Award Winners 2018
Abstract — Nikolas Herbst: Methods and Benchmarks for Auto-Scaling Mechanisms in Elastic Cloud Environments
A key functionality of cloud systems are automated resource management mechanisms at the infrastructure level. As part of this, elastic scaling of allocated resources is realized by so-called auto-scalers that are supposed to match the current demand in a way that the performance remains stable while resources are efficiently used. The process of rating cloud infrastructure offerings in terms of the quality of their achieved elastic scaling remains undefined. Clear guidance for the selection and configuration of an auto-scaler for a given context is not available. Thus, existing operating solutions are optimized in a highly application specific way and usually kept undisclosed.
The common state of practice is the use of simplistic threshold-based approaches. Due to their reactive nature they incur performance degradation during the minutes of provisioning delays. In the literature, a high-number of auto-scalers has been proposed trying to overcome the limitations of reactive mechanisms by employing proactive prediction methods. In this thesis, we identify potentials in automated cloud system resource management and its evaluation methodology.
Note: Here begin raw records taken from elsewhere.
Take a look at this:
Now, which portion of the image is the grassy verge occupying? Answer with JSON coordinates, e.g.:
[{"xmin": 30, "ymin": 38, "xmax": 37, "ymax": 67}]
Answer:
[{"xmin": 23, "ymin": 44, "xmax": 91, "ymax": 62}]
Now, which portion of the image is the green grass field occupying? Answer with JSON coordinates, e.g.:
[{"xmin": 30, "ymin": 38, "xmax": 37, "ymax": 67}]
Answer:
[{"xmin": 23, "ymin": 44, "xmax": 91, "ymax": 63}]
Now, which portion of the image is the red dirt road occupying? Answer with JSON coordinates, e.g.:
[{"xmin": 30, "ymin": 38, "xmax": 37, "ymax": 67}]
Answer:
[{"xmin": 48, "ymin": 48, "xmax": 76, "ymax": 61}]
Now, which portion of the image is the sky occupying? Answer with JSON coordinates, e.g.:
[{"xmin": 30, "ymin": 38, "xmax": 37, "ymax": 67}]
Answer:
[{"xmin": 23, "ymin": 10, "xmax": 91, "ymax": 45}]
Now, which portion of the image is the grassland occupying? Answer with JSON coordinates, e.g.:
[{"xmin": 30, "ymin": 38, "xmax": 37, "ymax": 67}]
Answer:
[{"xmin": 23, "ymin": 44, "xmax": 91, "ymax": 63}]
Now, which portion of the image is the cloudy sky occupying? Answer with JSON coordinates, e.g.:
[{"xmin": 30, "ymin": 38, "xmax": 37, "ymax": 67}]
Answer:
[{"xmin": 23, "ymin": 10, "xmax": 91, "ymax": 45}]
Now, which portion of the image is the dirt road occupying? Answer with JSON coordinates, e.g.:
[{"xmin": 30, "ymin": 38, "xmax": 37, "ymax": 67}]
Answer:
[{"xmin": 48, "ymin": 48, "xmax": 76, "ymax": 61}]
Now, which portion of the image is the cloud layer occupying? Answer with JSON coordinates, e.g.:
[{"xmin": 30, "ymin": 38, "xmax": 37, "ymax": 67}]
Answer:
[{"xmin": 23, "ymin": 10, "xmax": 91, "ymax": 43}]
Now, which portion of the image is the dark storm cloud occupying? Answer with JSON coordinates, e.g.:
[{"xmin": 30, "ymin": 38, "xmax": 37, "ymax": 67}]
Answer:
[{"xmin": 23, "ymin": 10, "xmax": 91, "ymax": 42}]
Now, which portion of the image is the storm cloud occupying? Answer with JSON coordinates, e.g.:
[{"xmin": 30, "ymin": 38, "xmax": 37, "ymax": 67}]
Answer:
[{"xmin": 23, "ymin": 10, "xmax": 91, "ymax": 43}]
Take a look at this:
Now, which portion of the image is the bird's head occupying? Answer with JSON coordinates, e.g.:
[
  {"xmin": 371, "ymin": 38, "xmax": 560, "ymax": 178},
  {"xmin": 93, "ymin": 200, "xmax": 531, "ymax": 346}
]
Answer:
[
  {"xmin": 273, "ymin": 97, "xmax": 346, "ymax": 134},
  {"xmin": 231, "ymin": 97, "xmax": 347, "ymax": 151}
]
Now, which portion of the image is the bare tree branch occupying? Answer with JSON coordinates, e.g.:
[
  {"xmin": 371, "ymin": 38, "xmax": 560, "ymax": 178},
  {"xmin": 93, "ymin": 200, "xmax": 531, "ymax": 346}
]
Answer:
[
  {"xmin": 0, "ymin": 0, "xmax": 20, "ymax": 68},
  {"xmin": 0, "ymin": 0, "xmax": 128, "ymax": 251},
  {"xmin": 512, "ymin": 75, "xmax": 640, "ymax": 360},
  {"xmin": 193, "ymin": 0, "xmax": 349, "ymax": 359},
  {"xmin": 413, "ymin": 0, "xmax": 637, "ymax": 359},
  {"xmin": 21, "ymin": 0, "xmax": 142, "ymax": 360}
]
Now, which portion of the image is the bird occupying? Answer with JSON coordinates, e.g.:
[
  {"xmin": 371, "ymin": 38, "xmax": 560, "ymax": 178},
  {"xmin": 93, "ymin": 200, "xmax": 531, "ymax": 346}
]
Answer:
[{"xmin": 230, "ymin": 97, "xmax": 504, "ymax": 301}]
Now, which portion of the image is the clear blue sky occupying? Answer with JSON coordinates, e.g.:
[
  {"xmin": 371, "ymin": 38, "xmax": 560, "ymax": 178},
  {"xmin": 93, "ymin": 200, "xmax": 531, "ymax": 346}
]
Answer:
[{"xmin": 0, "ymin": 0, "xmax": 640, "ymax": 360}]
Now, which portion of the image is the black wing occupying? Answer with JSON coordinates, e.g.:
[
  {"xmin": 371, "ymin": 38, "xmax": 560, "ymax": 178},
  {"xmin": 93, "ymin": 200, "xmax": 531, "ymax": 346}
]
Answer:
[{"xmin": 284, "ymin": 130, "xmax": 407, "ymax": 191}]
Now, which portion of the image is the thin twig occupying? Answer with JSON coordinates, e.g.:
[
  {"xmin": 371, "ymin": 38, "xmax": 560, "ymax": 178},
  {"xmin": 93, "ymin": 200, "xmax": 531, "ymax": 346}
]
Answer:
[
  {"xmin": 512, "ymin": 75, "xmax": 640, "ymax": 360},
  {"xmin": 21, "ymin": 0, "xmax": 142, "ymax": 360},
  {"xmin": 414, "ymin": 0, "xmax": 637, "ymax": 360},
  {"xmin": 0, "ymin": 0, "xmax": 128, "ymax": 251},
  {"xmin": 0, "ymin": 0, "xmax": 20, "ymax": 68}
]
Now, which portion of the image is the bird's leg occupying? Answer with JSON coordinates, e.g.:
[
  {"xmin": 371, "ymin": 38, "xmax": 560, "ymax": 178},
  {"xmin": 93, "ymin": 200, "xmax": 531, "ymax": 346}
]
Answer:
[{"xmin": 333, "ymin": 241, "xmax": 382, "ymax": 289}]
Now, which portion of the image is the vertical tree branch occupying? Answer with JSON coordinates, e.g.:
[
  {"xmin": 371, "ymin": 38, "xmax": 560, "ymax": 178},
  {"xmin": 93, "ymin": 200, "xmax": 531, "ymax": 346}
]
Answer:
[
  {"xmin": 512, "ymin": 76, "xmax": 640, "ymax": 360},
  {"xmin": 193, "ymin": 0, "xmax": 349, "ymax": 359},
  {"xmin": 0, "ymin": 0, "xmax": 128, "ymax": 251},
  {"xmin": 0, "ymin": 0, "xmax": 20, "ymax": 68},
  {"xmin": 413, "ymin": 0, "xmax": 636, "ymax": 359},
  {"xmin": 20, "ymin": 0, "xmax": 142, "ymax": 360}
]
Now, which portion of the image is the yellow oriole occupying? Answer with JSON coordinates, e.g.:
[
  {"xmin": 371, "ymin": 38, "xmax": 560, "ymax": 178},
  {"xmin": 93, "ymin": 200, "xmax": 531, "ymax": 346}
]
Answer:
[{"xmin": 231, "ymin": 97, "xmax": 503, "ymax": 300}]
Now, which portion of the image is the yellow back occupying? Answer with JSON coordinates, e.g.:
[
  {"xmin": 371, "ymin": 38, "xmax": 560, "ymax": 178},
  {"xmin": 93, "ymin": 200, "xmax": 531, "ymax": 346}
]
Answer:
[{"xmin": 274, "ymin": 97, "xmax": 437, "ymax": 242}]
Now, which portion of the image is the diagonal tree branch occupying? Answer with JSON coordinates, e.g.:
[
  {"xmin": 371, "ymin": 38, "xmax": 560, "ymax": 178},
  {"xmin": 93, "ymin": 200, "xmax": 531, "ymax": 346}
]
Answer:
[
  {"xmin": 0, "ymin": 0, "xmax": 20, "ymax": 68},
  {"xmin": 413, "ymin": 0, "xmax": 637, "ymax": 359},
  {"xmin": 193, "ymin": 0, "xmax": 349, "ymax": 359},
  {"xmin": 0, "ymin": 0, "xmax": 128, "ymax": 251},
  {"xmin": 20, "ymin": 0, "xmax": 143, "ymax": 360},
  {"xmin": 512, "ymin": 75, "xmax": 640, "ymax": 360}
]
Specifically, we make the following contributions:
(I) We propose a descriptive load profile modeling framework together with automated model extraction from recorded traces to enable reproducible workload generation with realistic load intensity variations. The proposed Descartes Load Intensity Model (DLIM) with its Limbo framework provides key functionality to stress and benchmark resource management approaches in a representative and fair manner.
(II) We propose a set of intuitive metrics for quantifying timing, stability and accuracy aspects of elasticity. Based on these metrics, we propose a novel approach for benchmarking the elasticity of Infrastructure-as-a-Service (IaaS) cloud platforms independent of the performance exhibited by the provisioned underlying resources.
(III) We tackle the challenge of reducing the risk of relying on a single proactive auto-scaler by proposing a new self-aware auto-scaling mechanism, called Chameleon, combining multiple different proactive methods coupled with a reactive fallback mechanism. Chameleon employs on-demand, automated time series-based forecasting methods to predict the arriving load intensity in combination with run-time service demand estimation techniques to calculate the required resource consumption per work unit without the need for a detailed application instrumentation. It can also leverage application knowledge by solving product-form queueing networks used to derive optimized scaling actions. The Chameleon approach is first in resolving conflicts between reactive and proactive scaling decisions in an intelligent way.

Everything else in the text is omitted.